Although the dollar has not fully recovered, the shares rally helps to stabilize it and prevents it from further fall against the main coins
By Enrique Diaz-Alvarez, Chief Financial Risk Officer of International Payment Company Ebury
Markets seem to choose a more optimistic approach to the issue of duties, betting that the situation will be resolved without serious implications for the US economy. US brokerage indicators have recovered to the levels that were before the “Liberation Day”.

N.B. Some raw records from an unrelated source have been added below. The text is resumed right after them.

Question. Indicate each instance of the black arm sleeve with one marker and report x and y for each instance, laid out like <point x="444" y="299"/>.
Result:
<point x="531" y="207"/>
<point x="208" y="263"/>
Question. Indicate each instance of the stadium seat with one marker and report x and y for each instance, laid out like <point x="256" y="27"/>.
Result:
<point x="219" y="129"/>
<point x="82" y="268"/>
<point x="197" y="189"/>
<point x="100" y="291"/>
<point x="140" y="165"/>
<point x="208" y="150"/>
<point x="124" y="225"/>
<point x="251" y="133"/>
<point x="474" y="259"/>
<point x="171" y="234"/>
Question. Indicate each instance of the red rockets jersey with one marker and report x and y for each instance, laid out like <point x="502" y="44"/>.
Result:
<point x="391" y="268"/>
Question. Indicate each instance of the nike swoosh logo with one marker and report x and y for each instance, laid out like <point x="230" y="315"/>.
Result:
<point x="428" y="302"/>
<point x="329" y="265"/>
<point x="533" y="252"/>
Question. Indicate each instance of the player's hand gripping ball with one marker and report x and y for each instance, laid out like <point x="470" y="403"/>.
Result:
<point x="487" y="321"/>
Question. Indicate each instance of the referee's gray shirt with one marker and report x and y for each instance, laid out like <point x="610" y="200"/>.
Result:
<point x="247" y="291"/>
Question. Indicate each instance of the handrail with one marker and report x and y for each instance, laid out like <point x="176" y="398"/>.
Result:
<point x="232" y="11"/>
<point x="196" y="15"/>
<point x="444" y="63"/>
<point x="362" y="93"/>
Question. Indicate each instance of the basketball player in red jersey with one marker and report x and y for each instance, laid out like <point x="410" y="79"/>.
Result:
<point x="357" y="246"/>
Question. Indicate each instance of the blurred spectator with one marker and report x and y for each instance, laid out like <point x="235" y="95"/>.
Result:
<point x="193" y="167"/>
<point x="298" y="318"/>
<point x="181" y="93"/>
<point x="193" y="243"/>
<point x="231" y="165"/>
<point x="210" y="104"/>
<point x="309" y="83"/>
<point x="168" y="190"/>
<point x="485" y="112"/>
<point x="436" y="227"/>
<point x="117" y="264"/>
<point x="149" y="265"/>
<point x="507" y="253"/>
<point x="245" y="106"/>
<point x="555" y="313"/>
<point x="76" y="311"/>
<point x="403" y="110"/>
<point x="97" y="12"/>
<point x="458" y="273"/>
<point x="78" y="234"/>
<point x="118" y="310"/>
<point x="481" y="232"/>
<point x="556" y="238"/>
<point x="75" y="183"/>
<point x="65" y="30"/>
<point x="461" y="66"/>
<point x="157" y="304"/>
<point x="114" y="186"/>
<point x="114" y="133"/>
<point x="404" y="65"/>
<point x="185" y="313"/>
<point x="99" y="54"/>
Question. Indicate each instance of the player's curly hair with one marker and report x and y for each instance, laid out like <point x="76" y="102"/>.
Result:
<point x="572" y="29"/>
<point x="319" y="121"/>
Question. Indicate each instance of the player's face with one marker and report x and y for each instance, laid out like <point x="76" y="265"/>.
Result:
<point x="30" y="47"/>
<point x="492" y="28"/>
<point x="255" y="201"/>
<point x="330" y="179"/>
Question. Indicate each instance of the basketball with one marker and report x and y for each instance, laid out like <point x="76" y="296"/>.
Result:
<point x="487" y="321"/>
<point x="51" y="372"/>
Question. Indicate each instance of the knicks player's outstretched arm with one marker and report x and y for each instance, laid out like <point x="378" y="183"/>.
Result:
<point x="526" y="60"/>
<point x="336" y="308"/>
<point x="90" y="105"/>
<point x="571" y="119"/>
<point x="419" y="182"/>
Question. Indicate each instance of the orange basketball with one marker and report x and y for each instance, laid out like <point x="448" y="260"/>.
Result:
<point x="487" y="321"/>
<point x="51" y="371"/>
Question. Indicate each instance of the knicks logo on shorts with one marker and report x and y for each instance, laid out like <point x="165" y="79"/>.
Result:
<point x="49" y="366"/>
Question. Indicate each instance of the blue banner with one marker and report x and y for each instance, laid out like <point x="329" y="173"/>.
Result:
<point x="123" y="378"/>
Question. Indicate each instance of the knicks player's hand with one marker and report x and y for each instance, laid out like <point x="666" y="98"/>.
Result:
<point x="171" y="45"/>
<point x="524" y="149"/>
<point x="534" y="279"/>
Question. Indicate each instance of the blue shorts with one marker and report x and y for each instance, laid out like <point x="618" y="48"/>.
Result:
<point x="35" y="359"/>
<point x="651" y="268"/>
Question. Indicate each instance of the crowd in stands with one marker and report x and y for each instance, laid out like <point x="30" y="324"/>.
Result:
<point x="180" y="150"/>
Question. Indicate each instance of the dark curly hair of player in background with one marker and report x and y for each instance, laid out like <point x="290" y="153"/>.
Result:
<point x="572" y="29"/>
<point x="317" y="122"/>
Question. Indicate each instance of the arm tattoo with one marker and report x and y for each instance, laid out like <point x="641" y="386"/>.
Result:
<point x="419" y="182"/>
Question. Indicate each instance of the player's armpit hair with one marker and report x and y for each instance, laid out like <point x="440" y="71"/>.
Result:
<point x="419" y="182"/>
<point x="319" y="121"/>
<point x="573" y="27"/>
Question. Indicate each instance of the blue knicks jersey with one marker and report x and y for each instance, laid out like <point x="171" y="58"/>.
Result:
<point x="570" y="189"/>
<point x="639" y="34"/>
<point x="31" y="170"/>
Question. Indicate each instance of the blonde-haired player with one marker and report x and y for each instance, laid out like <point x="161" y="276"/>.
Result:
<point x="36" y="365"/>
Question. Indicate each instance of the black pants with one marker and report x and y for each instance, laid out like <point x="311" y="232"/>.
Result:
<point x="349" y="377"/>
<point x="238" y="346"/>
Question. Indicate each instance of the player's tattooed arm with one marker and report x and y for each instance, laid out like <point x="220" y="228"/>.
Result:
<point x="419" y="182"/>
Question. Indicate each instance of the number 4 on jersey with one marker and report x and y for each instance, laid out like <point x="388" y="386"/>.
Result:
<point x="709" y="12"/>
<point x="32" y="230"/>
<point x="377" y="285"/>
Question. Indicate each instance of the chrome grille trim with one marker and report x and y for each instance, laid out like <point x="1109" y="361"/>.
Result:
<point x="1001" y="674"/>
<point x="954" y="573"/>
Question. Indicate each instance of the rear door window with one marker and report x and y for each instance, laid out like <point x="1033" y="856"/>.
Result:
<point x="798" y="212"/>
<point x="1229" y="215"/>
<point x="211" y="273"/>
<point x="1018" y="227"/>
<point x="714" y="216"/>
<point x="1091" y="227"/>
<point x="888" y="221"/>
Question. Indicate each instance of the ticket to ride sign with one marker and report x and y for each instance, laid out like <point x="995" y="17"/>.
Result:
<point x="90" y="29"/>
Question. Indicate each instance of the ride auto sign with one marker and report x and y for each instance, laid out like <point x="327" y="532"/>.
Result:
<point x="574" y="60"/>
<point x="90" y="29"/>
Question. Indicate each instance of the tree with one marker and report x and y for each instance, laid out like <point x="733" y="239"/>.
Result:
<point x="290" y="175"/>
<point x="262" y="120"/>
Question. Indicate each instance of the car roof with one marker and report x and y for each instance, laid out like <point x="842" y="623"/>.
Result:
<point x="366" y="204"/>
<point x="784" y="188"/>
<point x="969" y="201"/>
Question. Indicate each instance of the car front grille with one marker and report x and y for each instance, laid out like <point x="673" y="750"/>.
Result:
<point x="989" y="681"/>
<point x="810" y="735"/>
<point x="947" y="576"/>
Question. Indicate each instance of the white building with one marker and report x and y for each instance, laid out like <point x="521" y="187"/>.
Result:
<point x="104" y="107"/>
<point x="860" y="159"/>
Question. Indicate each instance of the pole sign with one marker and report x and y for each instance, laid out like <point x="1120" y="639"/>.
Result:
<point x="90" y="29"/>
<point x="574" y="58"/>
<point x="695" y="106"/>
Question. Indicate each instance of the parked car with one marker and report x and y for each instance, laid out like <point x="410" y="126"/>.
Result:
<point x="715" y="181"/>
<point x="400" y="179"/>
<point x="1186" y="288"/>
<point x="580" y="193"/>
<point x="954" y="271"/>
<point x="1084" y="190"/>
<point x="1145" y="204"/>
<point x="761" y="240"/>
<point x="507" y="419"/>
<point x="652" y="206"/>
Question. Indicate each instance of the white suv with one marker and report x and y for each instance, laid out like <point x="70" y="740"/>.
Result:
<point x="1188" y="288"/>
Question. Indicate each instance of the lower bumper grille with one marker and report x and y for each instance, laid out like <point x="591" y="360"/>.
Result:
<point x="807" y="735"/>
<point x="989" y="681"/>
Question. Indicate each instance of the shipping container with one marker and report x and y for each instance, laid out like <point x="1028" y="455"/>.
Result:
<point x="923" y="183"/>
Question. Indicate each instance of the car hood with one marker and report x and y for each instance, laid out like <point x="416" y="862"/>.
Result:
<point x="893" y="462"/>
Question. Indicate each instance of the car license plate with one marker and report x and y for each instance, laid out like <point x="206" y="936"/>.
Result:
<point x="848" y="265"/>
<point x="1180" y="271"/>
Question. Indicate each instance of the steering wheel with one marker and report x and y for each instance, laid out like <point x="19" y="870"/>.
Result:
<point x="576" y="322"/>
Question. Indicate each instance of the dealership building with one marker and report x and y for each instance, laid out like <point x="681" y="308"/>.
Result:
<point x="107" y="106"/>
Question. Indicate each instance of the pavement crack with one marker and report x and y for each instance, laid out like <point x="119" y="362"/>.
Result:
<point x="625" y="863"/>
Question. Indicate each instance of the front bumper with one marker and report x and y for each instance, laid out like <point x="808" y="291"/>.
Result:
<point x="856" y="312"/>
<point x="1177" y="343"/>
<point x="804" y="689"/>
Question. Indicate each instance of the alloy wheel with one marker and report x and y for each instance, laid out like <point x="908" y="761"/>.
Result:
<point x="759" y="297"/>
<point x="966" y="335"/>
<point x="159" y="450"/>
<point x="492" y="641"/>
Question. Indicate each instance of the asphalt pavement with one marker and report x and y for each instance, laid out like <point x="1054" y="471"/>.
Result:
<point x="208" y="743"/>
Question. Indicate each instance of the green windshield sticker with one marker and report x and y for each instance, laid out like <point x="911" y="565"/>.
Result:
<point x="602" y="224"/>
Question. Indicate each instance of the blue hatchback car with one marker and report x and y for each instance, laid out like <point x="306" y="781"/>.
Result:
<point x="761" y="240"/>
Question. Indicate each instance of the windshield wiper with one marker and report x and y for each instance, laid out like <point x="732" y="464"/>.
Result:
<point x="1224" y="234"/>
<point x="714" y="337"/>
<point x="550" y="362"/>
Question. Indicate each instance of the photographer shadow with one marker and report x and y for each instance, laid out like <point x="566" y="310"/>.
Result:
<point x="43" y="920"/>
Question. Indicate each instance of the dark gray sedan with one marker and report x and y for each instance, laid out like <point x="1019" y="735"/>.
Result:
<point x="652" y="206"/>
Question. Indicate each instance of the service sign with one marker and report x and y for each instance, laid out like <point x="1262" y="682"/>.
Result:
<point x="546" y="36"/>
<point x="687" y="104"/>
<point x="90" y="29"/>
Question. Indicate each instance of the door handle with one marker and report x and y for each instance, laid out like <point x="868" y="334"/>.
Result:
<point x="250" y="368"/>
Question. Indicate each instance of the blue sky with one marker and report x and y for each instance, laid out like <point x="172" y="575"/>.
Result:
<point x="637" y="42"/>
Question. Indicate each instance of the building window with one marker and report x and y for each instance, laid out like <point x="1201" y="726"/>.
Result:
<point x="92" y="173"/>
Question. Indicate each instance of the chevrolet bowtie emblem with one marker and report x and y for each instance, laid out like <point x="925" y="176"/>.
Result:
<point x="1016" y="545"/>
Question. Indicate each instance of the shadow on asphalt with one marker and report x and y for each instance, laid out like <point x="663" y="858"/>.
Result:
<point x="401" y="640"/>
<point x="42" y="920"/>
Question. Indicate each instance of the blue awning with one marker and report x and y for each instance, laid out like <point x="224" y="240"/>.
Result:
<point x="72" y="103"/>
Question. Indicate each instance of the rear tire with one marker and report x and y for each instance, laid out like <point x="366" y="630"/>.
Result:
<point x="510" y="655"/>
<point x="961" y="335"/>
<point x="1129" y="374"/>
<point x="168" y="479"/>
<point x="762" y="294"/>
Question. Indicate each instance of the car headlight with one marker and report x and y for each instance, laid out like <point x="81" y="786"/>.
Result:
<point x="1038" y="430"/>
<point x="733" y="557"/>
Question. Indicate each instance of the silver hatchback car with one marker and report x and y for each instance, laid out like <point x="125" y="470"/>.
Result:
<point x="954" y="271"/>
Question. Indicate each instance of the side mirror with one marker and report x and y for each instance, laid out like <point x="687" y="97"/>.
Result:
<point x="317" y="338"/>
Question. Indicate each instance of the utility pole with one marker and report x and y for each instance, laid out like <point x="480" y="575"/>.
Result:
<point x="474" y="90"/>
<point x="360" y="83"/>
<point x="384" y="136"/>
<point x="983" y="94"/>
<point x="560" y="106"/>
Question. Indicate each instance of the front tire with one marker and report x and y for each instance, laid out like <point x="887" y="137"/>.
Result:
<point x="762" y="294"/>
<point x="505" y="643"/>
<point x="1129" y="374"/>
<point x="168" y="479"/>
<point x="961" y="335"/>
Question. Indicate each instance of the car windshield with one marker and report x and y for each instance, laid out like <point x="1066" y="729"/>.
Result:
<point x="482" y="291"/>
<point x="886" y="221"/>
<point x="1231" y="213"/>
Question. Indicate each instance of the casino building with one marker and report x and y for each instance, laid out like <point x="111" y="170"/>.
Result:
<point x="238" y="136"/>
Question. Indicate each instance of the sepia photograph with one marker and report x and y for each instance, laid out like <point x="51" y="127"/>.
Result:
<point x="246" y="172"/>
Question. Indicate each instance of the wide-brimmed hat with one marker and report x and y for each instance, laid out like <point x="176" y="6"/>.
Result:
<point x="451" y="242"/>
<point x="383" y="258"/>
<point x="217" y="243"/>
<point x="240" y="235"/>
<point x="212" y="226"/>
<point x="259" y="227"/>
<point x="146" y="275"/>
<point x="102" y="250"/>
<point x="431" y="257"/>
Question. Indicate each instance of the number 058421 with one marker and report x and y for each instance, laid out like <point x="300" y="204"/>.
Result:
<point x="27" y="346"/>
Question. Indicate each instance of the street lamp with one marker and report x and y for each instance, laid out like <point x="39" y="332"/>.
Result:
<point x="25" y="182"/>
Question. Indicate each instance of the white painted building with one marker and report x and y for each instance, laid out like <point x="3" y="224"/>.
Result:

Although the dollar has not fully recovered, the rally of shares assists in stabilization his and prevents it from further declineat least over the main coins (G10). On the contrary, Asian coins were strongly strengthened, amid signs of decline in US -China trade discussions. Estimation that duties can only be reduced by current levels, coupled with the absence of serious evidence of the US “hard” macroeconomic elements, support one wider rally in Risk Assets– With the exception of the dollar.
In the absence of significant macroeconomic From the US, the course of coins this week will be determined by developments on trade negotiations and the meetings of two central banks – the US Federal Bank (FED) on Wednesday and the Bank of England on Thursday (Bank of England) -. The Fed is expected to maintain interest rates unchanged, while the Bank of England is expected to reduce them by 25 basis points. As always, any announcements will be decisive – especially in the case of the Fed, given the political pressure exerted by President Trump for interest rates.
Sterling
The market already has discount a interest rate reduction by Bank of England this week. The question is whether the mild rhetoric of the Monetary Policy Committee will be aligned with market expectations, which discounts total reductions of 100 meters. by the end of 2025 and a final rate close to 3%. The pound is lagging behind the rest of the coins lately, and we believe that any indication from the central bank that markets have excessively discounted the reductions could be a catalyst for currency over -performance. In addition, the United Kingdom’s low exposure to US duties and the strengthening of links with the EU are positive factors, which in our view have not been fully imprinted on exchange rates.
Euro
The Eurozone for the GDP growth of first quarter and inflation of Aprilpublished last week, exceeded expectations, complicating the narrative that the deflationary impact of duties is creating a space for significant new interest rate cuts by the ECB. The market discounts final interest rate at 1.5%, a case involving a strong further inflation, which today remains close to 3%. With unemployment in the eurozone steadily in historically low, the inflation of services being kept high at high levels and the possibility of a large fiscal stimulation in Germany, this scenario may be difficult to verify.
Dollar
The ‘hard‘ financial data in the US continue to show durability as compared to investigations. US employment surveys published last week were carried out just a week after the “Liberation Day” and may not fully imprint its implications. However, they remained positive, recording continuing – albeit moderately – job creation and steady unemployment rate just above 4%. On the other hand, the most recent and more volatile number of initial unemployment applications has shown an increase, although it remains low. Some other elements, such as GDP, are influenced by the mass promotions aimed at avoiding duties, and thus the overall image remains unclear.
Fed’s announcements this week on the rise of inflationary expectations and reducing confidence will be critical, as any aggressive tone will be perceived as resistance to President Trump’s pressure on President Powell.